Quando o feminino ensina o masculino

27 de Junho de 2026

Em 2026, os Estados Unidos acolhem o maior espetáculo do futebol masculino sem um único título mundial. Mas têm quatro Campeonatos do Mundo femininos. O paradoxo não é acidental, é simplesmente uma lição.
Em 1972, o Title IX ( lei que obrigou as universidades a oferecer às mulheres as mesmas oportunidades desportivas), forçou as à igualdade desportiva. O futebol feminino explodiu.
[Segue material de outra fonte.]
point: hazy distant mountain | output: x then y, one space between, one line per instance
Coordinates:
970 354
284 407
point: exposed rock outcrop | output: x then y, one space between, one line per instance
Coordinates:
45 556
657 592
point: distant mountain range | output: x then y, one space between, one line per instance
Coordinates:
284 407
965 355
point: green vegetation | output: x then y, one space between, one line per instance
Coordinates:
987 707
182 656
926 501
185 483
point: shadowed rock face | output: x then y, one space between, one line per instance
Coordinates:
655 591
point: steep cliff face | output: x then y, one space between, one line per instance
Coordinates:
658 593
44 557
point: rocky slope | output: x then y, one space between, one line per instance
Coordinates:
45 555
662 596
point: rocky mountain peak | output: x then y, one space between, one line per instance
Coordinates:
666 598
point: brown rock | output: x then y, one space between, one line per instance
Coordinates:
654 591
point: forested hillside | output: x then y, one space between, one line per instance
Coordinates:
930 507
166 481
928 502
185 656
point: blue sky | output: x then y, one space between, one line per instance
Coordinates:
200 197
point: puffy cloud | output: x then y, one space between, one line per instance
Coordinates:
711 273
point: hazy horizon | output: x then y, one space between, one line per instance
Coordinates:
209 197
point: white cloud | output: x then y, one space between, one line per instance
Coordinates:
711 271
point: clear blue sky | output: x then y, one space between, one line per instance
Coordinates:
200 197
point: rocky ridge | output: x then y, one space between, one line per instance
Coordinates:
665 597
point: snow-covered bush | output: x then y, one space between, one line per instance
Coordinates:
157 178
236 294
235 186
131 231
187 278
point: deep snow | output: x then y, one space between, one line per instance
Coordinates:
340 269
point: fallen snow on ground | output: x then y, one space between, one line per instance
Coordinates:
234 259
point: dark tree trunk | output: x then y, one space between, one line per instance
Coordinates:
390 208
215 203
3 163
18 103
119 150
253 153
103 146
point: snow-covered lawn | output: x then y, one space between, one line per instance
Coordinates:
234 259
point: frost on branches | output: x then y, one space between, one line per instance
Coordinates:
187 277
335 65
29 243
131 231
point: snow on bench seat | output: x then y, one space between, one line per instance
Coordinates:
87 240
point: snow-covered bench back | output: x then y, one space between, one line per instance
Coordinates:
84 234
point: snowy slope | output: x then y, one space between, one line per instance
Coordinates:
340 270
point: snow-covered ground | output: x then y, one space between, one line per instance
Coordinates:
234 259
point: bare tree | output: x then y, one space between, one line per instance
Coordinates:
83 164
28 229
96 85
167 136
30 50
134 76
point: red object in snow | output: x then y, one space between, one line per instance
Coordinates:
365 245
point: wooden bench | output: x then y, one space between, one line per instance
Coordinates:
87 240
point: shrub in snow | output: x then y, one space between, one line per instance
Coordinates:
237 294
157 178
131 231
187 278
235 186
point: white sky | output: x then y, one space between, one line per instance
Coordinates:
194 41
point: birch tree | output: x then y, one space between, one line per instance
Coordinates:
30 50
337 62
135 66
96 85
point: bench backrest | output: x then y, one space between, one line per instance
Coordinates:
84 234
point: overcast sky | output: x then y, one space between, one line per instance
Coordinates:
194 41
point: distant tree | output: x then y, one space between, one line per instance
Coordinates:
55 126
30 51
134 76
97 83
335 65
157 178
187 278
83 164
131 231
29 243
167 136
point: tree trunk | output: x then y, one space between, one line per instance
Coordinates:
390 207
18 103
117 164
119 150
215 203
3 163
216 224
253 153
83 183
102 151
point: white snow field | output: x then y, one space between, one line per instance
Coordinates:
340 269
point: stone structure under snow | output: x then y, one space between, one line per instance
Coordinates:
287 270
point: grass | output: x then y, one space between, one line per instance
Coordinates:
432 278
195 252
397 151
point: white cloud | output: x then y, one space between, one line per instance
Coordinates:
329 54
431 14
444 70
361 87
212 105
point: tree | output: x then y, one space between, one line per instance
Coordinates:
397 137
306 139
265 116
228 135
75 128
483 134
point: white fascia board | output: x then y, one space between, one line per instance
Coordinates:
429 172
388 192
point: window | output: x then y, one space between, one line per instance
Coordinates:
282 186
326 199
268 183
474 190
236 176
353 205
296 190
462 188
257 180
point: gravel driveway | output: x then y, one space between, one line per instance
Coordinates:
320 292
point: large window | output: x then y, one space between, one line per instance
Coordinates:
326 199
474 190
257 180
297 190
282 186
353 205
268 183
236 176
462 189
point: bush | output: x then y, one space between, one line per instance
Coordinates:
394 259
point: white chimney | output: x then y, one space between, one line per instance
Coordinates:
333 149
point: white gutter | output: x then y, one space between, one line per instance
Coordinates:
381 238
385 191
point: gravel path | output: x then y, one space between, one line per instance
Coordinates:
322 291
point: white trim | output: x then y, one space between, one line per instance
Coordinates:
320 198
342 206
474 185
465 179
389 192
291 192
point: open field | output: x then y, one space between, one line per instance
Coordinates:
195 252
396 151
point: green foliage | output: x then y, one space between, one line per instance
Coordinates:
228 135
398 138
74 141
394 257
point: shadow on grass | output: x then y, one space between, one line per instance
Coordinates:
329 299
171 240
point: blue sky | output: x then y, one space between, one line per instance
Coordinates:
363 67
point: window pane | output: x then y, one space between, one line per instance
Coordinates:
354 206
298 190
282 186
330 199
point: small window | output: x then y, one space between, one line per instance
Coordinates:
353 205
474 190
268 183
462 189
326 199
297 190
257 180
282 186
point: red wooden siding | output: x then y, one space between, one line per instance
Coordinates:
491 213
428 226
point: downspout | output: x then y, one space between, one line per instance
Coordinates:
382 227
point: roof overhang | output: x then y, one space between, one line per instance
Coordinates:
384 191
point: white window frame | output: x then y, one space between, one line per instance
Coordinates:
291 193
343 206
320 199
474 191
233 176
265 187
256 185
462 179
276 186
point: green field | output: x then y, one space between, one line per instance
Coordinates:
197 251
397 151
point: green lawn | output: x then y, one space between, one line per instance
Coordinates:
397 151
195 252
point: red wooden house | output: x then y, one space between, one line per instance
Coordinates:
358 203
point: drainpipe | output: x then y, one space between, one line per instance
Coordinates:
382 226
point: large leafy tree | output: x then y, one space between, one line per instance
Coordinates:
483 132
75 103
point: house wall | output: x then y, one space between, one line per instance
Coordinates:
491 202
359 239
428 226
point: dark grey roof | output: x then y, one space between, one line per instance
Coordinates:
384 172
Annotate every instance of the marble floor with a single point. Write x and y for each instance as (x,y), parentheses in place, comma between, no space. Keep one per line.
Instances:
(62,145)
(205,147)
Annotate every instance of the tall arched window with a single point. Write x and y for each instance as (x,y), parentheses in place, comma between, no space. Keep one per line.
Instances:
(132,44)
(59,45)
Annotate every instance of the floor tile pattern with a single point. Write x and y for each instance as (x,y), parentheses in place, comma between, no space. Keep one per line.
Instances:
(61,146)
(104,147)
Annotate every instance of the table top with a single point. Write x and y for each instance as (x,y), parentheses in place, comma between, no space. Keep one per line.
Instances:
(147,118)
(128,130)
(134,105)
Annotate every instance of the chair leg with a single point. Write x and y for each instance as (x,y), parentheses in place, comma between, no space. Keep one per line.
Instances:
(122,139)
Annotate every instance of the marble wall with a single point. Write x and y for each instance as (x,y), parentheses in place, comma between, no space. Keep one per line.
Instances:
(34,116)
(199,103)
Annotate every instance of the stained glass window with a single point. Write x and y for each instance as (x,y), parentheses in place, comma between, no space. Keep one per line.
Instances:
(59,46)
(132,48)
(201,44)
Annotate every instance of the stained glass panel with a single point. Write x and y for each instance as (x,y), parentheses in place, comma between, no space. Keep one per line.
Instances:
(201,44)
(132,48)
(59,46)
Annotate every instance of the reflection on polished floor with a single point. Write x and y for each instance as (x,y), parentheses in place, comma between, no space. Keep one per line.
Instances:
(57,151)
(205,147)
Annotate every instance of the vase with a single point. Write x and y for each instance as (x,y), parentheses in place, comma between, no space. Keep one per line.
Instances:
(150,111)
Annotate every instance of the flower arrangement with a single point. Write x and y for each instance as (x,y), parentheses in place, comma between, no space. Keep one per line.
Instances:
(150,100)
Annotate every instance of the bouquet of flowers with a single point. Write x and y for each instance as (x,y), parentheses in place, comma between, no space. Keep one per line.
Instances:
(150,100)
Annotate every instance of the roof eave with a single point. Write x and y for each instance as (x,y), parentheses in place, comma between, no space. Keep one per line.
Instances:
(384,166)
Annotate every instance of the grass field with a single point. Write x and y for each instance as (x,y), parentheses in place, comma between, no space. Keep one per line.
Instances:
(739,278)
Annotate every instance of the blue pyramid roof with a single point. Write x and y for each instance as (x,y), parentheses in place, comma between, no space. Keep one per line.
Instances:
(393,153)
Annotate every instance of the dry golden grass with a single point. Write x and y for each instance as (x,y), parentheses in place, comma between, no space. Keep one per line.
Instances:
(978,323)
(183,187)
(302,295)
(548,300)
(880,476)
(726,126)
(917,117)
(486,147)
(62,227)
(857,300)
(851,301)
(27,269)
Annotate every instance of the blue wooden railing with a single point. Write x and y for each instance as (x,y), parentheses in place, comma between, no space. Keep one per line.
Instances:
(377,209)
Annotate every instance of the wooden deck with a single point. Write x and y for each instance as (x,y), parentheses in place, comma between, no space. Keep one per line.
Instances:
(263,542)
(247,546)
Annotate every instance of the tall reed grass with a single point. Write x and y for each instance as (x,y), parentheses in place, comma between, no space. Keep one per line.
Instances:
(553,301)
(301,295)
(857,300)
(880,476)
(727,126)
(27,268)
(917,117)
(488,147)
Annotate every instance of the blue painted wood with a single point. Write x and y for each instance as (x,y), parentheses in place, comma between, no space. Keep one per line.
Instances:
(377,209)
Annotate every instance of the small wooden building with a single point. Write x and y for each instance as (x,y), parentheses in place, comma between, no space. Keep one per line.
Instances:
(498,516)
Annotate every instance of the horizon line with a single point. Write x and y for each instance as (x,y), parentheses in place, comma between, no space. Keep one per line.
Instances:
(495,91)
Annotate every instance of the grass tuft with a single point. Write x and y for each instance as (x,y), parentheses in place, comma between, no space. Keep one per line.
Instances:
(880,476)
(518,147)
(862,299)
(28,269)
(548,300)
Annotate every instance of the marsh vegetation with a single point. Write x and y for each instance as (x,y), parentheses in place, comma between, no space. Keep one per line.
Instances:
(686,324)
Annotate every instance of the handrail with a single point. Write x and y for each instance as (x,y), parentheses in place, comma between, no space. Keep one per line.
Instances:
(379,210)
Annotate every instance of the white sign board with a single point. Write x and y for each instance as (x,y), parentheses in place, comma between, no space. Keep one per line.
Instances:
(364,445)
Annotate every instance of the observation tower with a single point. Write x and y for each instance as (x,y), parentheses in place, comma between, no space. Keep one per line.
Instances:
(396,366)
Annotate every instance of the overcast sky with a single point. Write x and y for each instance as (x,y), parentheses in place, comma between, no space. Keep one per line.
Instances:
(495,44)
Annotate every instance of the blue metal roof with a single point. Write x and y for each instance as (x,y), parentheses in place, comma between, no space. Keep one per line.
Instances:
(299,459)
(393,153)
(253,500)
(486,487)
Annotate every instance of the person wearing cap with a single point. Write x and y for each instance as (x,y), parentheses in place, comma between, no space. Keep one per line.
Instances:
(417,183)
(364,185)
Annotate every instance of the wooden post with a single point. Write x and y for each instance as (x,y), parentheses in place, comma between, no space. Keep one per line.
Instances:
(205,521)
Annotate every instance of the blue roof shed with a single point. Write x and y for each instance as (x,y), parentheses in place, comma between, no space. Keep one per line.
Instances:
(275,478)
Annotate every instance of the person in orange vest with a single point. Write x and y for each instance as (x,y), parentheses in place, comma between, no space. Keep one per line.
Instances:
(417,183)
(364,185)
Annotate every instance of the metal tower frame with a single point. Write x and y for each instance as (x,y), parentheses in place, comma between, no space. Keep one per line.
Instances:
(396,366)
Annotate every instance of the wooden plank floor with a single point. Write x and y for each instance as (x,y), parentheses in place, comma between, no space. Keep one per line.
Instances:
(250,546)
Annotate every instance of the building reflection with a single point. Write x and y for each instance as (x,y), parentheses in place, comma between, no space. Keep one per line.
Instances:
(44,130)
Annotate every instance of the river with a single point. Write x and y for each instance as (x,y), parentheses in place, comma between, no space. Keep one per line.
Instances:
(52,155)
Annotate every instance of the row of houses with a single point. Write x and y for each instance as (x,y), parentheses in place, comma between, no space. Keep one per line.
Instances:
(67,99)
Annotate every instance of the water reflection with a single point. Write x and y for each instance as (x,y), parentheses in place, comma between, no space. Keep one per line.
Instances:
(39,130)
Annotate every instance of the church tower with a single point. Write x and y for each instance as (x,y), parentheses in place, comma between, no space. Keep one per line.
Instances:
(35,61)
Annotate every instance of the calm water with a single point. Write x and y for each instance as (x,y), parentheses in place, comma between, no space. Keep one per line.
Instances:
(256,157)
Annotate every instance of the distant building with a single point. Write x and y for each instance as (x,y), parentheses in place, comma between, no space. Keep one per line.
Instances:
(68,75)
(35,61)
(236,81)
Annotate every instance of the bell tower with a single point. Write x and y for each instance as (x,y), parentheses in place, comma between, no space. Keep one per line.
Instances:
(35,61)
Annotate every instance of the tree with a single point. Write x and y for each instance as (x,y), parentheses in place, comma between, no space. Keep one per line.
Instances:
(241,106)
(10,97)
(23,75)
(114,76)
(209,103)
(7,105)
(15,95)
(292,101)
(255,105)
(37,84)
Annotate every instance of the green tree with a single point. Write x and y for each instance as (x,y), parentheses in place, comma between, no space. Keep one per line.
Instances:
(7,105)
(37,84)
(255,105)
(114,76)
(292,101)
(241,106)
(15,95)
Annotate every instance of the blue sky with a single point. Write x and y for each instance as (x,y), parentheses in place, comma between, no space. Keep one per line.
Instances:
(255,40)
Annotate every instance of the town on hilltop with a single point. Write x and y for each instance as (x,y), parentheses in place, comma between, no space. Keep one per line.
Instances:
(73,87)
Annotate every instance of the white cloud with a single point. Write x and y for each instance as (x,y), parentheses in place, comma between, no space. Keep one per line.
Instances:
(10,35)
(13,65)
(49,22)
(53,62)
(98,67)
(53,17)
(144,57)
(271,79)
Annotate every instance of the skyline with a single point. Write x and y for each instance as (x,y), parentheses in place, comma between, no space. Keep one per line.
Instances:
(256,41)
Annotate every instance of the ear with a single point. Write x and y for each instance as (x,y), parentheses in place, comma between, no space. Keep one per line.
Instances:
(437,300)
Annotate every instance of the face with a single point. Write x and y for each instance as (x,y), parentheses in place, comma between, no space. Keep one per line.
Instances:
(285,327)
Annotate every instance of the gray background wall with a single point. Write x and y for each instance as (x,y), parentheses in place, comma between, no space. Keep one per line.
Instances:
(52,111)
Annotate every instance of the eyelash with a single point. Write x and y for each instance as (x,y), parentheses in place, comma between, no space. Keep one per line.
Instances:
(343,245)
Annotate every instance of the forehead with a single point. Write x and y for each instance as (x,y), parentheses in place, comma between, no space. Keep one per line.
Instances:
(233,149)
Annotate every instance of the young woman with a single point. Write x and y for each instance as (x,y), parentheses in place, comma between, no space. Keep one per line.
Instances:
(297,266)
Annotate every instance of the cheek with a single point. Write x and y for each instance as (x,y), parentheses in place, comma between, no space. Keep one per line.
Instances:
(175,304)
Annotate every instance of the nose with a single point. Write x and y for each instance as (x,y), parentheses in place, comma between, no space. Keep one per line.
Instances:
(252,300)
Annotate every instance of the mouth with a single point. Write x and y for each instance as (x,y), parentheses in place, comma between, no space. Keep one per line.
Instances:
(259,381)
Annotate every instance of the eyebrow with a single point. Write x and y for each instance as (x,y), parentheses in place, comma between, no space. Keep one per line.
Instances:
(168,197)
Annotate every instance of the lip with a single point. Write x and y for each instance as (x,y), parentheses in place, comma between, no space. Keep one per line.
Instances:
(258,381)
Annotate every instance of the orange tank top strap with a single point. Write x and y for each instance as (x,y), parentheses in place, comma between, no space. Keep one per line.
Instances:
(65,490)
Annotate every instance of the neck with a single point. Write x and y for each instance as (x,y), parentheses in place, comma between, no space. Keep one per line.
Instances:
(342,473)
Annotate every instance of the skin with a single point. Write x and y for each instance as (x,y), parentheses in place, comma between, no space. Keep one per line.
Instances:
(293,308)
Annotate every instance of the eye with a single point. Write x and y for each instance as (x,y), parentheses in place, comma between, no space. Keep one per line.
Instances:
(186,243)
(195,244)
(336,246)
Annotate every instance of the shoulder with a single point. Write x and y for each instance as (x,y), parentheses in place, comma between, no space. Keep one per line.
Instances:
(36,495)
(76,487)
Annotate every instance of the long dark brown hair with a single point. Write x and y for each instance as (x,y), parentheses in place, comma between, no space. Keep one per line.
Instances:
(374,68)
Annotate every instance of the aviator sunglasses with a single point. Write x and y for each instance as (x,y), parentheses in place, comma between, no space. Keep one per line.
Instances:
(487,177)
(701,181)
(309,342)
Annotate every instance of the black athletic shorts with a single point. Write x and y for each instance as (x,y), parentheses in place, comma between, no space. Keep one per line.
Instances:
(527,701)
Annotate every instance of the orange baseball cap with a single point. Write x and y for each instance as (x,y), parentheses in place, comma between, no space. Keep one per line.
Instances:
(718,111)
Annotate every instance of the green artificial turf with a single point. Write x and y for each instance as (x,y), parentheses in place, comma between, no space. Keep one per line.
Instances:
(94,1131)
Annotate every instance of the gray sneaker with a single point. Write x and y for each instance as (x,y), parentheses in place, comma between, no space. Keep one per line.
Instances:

Criou praticantes, adeptas, mães que puseram os filhos a jogar, ligas profissionais, ícones culturais como Megan Rapinoe. Criou, acima de tudo, uma cultura de futebol que o masculino sozinho nunca teria construído!
O Mundial feminino de 1999, realizado nos EUA, encheu estádios de 90.000 pessoas e foi transmitido em horário nobre. Uma geração de raparigas cresceu com referências suas no desporto.
O mito de que investir no feminino enfraquece o masculino morre aqui. Os EUA têm hoje a Liga Feminina e Masculina em crescimento e uma seleção masculina de volta aos grandes palcos. Tudo em simultâneo!
O Mundial de 2026 não é apenas uma festa do futebol masculino. É o maior argumento vivo de que apostar no futebol feminino constrói um ecossistema plural, com famílias inteiras a gostar de futebol e desta forma aumentar exponencialmente o negócio. Bastava aprender com quem já o fez! A Europa neste âmbito está a milhas de distância do Continente americano!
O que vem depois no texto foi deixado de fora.